Она часто заморгала и всхлипнула. Потом, чтоб перевести разговор — да и вспомнив, — сказала, что звонила Антонина Борисовна, их давний друг, поздравляла с отменой карточек и пригласила на Новый год…
— Пойдем, Миша?
— Не знаю.
— Мы совсем растеряли друзей. По-моему, надо пойти, — робко сказала она.
— Не друзей мы растеряли — знакомых. Ну и бог с ними.
Жена стала накрывать на стол. Немного погодя она вернулась к тому, что, видимо, давно не давало ей покоя, сказав, что и Антонина Борисовна, и ее племянница Наташа тоже советовали ему восстановиться в МОСХе.
— Ты опять? Они же ничего не знают до конца. И не лезь ко мне с этим. Я должен решить все сам. Поняла?
7Новый, сорок восьмой год встречался москвичами радостно, с надеждами. Все самое тяжелое позади. Выдюжили и войну, и тяжкие послевоенные три года, теперь жизнь должна беспременно лучше становиться. Хотя цены на продукты после реформы оказались выше довоенных вдвое, но обещали снижать постепенно, чтоб через несколько лет приблизить, а то и сравнять с теми, что до войны были. В магазинах было всего полным-полно, взгляд радовался, но очередей не видать — туговато с деньжатами у народа, да и цены кусаются, масло сливочное шестьдесят два рубля, мясо — двадцать восемь, так что такие продукты, как сыр, колбаска, брали по сто — двести граммов, ну а деликатесы вроде икорки, рыбы копченой могли себе позволить лишь немногие, да и то в дни получек. Но без этого прожить можно, главное, голод кончился. Ну и промтовары появились; материал бостон четыреста пятьдесят рубликов за метр, костюм мужской — одна тысяча четыреста, полуботинки мужские — двести шестьдесят.

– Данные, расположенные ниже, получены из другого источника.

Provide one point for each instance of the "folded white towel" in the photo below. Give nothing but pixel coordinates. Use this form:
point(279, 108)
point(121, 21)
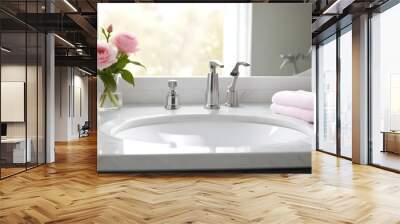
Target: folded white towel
point(300, 98)
point(306, 115)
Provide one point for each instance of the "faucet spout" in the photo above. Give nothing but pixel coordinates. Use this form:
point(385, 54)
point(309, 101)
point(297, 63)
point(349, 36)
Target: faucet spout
point(231, 93)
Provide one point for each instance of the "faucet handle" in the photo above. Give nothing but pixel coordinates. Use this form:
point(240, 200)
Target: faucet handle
point(214, 64)
point(235, 71)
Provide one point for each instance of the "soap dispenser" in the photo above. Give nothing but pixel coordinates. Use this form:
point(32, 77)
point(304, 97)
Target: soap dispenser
point(172, 101)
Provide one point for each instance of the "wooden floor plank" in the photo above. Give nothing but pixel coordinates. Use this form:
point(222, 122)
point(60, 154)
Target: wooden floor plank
point(71, 191)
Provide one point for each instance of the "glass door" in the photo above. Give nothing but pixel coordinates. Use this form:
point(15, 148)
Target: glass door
point(385, 89)
point(346, 72)
point(327, 95)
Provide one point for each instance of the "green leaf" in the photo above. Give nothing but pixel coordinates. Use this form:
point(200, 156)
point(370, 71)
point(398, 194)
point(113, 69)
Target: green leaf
point(108, 81)
point(127, 76)
point(137, 63)
point(120, 64)
point(105, 34)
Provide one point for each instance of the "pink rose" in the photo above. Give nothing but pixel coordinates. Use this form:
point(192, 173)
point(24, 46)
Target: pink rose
point(106, 55)
point(125, 42)
point(109, 28)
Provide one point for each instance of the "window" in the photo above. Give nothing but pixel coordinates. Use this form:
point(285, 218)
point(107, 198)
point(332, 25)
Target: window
point(198, 35)
point(385, 85)
point(327, 95)
point(346, 92)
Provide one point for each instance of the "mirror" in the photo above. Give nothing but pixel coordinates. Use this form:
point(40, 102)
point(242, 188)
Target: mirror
point(180, 39)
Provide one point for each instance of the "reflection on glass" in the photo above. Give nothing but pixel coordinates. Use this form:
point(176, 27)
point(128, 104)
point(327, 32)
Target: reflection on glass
point(14, 153)
point(346, 93)
point(385, 114)
point(327, 96)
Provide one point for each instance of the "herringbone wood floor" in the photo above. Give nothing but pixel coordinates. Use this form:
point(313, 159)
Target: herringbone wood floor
point(70, 191)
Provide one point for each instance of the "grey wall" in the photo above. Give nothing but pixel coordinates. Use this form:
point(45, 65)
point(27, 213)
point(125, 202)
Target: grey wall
point(276, 29)
point(67, 116)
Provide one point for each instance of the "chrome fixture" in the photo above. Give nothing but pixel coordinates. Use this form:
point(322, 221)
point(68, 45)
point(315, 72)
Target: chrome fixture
point(172, 102)
point(212, 90)
point(231, 93)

Можно уже поднатужиться и купить что из одежды. Кому не лучше стало, так это тем, кто большие пайки получал, литерные А и Б, теперь им не по довоенным ценам паек выкупать, а платить, как и всем, денежки по новому прейскуранту. Но таких немного, всему-то народу лучше стало.
Коншин Новый год встречал у Наташи. Народу было мало — он с Володькой, двоюродный Наташин брат с девушкой и подружка ее для Володьки. Собрали по сто рублей с носа, и стол был таким, за каким они давно не сидели, почти довоенный, даже с шампанским. Но Коншину почему-то грустно. Стукнет ему, да и Володьке скоро двадцать восемь, на фронте ребята таких лет казались им уже настоящими мужчинами, да и редко кто из них был бессемейным и бездетным, а они вот все еще студентики. Коншин хоть подрабатывает что-то, а Володька тянет на пенсии и стипендии и даже эту сотню на праздник пришлось просить у матери. Да, взрослые уже мужики, а все еще несамостоятельны…
Володька вяловато ухаживал за Наташиной подругой. Видно, не очень-то понравилась. А Коншин, как обычно при Наташе, ощущал какую-то скованность. Она же сегодня была оживлена, любезна, как и подобало хозяйке дома, и даже кокетлива.
Когда все тосты за Новый, сорок восьмой год, в котором должно быть у всех прекрасно и хорошо, были произнесены, у Коншина непроизвольно вырвалось про Костю Саничева.
Наступило неловкое молчание. Наташа поджала губы и с досадой бросила:
— Вот всегда у вас так, Алексей, чем-нибудь да испортите. Ну зачем сегодня об этом?
— Простите, не к месту, наверно. Но я все время об этом думаю.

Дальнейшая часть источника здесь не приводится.